Well, I have additional view on this problem. During discussions in some threads about performance of vectors of non homogeneous objects, I’ve stumbled on few blog posts, where OOP approach is discussed, like this one for example: Data-Oriented Design (Or Why You Might Be Shooting Yourself in The Foot With OOP) – Games from Within
Maybe I am getting it wrong (and this blog is rather old), but it looks to me, that OOP approach leads you in the end to non optimal code, since when you have complicated class hierarchy and pack different objects in a container performance of your code is always low. Of course, you can avoid this problem by using Component pattern, but this means that you should basically ignore most of your OOP.
In Julia on the other hand it is quite natural to switch between different approaches, it is just struct-of-vectors vs vector-of-structs problem. It’s much easier to design library which utilize one approach or another or even use both with something like StructArrays.jl
Of course it is more of a mental problem, not language one. For me, data-oriented design described in that post seems more natural for Julia than for any common OOP based language.
I’m coming late to this discussion and I can’t claim to have read all the posts carefully so forgive me if I reiterate something already discussed. One of the central differences between the “methods defined within classes” style of OOP and the Julia approach of generic functions with multiple dispatch is, obviously, the ability to dispatch on the types of more than one argument. The “poster boy” application for why this is a good idea is numerical linear algebra. To achieve flexibility and efficiency in numerical linear algebra you need to be able to examine and exploit the types of all the arguments.
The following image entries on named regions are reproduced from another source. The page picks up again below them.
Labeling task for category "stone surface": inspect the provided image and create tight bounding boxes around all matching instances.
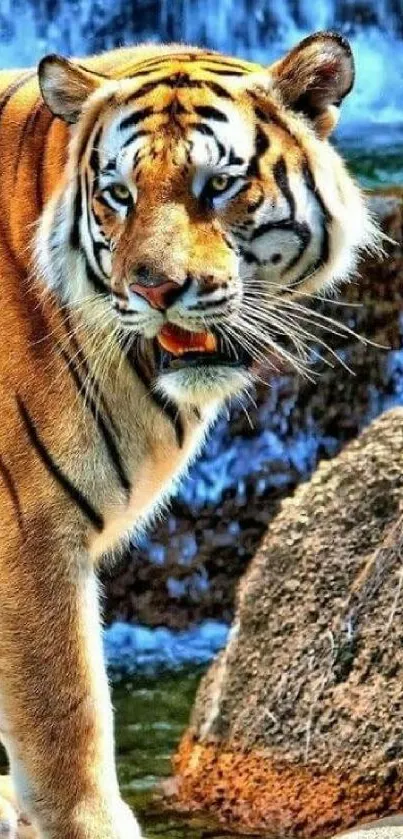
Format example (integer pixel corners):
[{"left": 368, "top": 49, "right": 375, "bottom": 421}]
[
  {"left": 106, "top": 190, "right": 403, "bottom": 628},
  {"left": 176, "top": 408, "right": 403, "bottom": 839}
]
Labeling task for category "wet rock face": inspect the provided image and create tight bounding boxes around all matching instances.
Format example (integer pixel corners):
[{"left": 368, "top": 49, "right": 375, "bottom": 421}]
[
  {"left": 106, "top": 193, "right": 403, "bottom": 628},
  {"left": 176, "top": 408, "right": 403, "bottom": 839}
]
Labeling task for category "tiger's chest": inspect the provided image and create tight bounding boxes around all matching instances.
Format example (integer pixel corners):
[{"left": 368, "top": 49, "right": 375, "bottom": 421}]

Over the past 30 years I have worked with many different linear algebra packages in Fortran, C, C++, and Python. I even had a hand in designing and writing the Matrix package for R. None of them come close to the coverage, flexibility, and efficiency of the LinearAlgebra standard library for Julia.
Of course, this isn’t an accident. Julia was designed for technical computing and the choice (and hideously efficient implementation) of multiple dispatch was intended for exactly these cases.
To be clear @Botant, type piracy is not something we encourage or condone in serious packages. It’s something that should be avoided through coordination between package authors and the creation of packages that facilitate this coordination.
However, type piracy is a fantastic tool for users or library writers who just need to get something done fast. Later on, once you’ve had time to talk to other package writers and discuss a solution, then the piracy should be removed.
I agree with @Tamas_Papp though that there’s a risk here that we’ve derailed a great discussion with the type piracy talk. Perhaps a moderator can split the piracy stuff into it’s own thread?
Would you say that multiple dispatch is particularly suited for more numerical code? Or put differently, is multiple dispatch less of an advantage when used for programming less “science-y” tasks, like business logic in a web server, system administration tools or (weird thing to come to mind ) implementation of a cryptocurrency?
I’m probably not the best person to answer that question because almost all the programming I do is “science-y” and, for me, a system based on generic functions and multiple dispatch, combined with the Julia’s type system, works well. I haven’t had situations where I thought, “Gee I wish I could use a class-based OOP system instead of defining types, generics and methods”.